C. Où puiser les illustrations ?

1. En tout premier lieu, dans la Bible. On a dit que l'Ancien Testament est un livre d'images qui agrémente l'enseignement du Nouveau. Les prescriptions du culte lévitique mettent en valeur les divers aspects du sacrifice de notre Sauveur à la croix. Les péripéties de l'histoire d'Israël ont été consignées « pour nous servir d'exemples » (1 Corinthiens 10.6) – à suivre ou à ne pas suivre – dans notre marche chrétienne. Les Évangiles, les Actes et les épîtres nous présentent des expériences concrètes qui nous font comprendre la portée de nos devoirs. L’Apocalypse est remplie d'images grandioses sur les puissances invisibles en action dans la lutte entre le bien et le mal et sur le triomphe final du Christ.

2. La vie courante, la famille, le monde du travail, l'artisanat, le commerce, l'agriculture, sont des domaines qui ont l'avantage d'être familiers à tout un chacun et desquels nous pouvons tirer bien des suggestions utiles.

3. Les expériences que nous avons faites nous-mêmes peuvent être utilisées. Une certaine réserve est certes de rigueur. D'abord il ne faut pas violer le secret professionnel en divulguant ce qui nous a été confié. C'est aussi un peu agaçant d'entendre un prédicateur raconter constamment des entretiens où il joue le beau rôle. Il donne l’impression de vouloir se mettre en valeur. Il se discrédite aussi en s’humiliant trop fréquemment des circonstances où son attitude n'a pas été la bonne. Sont à conseiller les incidents que le prédicateur a pu observer, mais sans y participer activement. L’auditeur n'a pas lieu de douter de l'exactitude de l'événement, et en même temps l'orateur s’efface en ce qui le concerne lui-même. Il n'est pas interdit de parler de soi à la troisième personne. Paul l'a fait : « je connais un homme qui... » (2 Corinthiens 12.2), mais son allusion à lui-même est si transparente qu'on hésite à invoquer cet exemple.

4. Il existe des recueils d'anecdotes. Il n'est pas mauvais d’en avoir sous la main, à condition de ne pas en abuser. Je me souviens lors d'un séjour de vacances, d'avoir entendu, trois ou quatre fois de suite, un même pasteur. Invariablement, il a inséré dans son sermon une histoire médiocre, plaquée maladroitement sur le sujet traité. J’en ai gardé un souvenir négatif.

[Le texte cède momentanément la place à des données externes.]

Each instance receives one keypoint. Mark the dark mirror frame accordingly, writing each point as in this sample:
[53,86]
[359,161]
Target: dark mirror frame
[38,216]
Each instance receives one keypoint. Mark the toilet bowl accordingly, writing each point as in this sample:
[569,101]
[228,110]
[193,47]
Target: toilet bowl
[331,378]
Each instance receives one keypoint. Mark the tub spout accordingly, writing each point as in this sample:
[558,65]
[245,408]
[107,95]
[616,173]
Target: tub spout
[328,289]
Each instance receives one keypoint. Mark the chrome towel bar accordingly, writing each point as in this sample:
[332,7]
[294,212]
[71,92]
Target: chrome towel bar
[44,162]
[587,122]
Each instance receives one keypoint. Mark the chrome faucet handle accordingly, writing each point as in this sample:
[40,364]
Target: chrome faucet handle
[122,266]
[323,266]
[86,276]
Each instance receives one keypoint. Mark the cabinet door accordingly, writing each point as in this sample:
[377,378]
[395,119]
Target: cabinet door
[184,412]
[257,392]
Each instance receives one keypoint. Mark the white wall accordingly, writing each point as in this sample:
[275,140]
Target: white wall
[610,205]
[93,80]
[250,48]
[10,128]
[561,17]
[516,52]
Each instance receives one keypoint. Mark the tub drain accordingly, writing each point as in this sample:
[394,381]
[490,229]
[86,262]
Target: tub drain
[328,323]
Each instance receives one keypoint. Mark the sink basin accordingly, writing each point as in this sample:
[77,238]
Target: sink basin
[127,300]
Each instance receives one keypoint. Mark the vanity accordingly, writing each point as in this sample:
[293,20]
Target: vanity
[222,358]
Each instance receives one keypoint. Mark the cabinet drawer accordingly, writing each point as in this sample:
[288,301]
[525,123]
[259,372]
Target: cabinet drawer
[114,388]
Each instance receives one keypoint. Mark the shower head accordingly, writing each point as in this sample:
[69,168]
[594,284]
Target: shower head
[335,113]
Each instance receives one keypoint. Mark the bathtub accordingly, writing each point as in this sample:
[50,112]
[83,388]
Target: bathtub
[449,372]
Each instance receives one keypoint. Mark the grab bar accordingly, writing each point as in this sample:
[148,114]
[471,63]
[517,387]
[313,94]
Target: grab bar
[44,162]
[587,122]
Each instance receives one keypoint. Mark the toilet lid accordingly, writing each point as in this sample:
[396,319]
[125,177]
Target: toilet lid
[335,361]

Plutôt que de piocher mécaniquement dans un recueil d'illustrations, il est préférable de réfléchir pour trouver soi-même des exemples adéquats qui permettront à l'auditeur de bien assimiler ce dont il est question.

Exercice : trouver pour trois thèmes (par exemple : la gravité du péché, la puissance de l'amour, la certitude du salut) des illustrations appropriées, une au moins étant biblique, et une autre au moins tirée de votre expérience personnelle.